"Dengan bermodalkan uang Rp 110.000 aku pikir itu tiket dan udah plus kamar di dalam kapal, ternyata enggak. Ya tidur disitu, di jalan-jalan yang di emper, siapa cepat dia dapat gitu. Bayangin, di bawah tangga, hari-hari pertama gue tidur dibawah tangga, hari kedua gue agak dekat ke pantry, terus hari ketiga pindah sampai akhirnya di dekat sekoci. 5 hari bro perjalanan," paparnya.
"Lu bayangkan aja. Lu gak ngeliat pulau lima hari, ngeliat laut aja, yang sebenarnya ya susah. Di kapal itu bukan masalah kita bosan atau enggak, buat menutupi perut ini nih laper, belum makan. Kalau orang banyak duit kan enak, tinggal ke kantin ke pantry aja beli-beli, cuma kan kalau kita kan uang terbatas, mana di Jakarta kan, aduh mau ngapain nih? Gak ada uang sama sekali," sambungnya.

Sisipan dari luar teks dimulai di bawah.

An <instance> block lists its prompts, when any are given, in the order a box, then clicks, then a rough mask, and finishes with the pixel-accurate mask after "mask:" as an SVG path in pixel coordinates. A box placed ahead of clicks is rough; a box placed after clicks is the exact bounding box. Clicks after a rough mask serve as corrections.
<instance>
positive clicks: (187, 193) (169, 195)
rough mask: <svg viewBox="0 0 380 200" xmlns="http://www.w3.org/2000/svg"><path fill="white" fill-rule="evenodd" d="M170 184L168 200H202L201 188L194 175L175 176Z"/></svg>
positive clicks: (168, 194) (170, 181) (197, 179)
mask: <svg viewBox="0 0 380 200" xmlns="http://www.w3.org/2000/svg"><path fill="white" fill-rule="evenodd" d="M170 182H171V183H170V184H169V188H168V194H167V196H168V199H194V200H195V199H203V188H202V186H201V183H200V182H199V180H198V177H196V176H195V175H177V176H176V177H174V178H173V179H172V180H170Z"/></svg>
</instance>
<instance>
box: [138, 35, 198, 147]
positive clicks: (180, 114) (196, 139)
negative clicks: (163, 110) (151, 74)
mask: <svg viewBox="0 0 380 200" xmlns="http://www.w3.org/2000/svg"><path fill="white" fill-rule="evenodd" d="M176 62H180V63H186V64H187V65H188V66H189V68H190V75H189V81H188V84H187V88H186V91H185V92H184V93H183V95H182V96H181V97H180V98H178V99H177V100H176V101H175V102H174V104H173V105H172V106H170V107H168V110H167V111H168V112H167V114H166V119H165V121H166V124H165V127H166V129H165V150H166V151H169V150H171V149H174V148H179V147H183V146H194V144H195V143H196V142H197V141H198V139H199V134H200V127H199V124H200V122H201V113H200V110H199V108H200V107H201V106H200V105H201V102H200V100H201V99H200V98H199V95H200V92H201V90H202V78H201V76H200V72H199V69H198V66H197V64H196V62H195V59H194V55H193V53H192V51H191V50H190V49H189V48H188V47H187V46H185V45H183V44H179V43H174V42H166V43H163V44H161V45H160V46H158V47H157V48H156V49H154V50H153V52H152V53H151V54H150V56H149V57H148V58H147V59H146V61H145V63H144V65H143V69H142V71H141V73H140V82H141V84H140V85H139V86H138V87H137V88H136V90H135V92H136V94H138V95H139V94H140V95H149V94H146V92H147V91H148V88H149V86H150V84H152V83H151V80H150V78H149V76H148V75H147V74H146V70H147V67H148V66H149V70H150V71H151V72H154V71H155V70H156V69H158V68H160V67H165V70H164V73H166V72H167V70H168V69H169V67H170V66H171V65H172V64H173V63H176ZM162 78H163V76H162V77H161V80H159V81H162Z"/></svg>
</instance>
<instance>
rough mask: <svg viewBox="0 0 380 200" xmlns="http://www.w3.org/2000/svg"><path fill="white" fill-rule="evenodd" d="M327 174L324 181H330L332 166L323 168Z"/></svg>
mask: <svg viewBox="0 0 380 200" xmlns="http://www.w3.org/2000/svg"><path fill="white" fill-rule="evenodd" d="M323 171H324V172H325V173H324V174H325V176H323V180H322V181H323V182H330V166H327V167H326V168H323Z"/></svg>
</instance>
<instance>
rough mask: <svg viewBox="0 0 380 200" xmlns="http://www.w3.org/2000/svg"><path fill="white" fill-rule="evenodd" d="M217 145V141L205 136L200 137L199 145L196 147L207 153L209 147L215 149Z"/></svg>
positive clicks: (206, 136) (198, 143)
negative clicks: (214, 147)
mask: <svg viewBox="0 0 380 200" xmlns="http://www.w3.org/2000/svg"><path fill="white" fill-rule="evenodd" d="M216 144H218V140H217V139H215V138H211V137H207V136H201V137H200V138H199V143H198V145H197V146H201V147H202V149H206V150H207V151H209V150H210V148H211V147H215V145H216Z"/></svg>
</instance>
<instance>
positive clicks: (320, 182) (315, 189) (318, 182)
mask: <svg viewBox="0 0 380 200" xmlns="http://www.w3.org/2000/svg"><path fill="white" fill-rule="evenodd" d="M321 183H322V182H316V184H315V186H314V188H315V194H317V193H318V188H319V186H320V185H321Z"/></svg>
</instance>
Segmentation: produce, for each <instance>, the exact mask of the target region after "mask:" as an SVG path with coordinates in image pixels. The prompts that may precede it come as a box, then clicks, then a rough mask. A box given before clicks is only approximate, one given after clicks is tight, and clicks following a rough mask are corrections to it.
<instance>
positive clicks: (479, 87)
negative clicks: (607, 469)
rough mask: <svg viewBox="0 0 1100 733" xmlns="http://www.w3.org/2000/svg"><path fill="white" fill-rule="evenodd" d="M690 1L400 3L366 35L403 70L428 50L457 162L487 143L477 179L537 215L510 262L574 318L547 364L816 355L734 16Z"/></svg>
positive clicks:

Bermodalkan dirinya yang memiliki sikap bergaul dan mudah akrab dengan orang lain, Enda pun tak lagi merasa kelaparan. Meski ia menyadari bahwa tinggal di Jakarta sebagai perantau yang tak memiliki modal, bukanlah hal yang mudah.
"Mungkin disitu karena Allah memberikan aku kelebihan, bahwa aku gampang bergaul orangnya, jadi aku bergaul sama koki-koki, ngerokok sama koki-koki gitu di di kapal. Akhirnya, gue makan gratis. Dikasih terus, dikasih makan," tandasnya.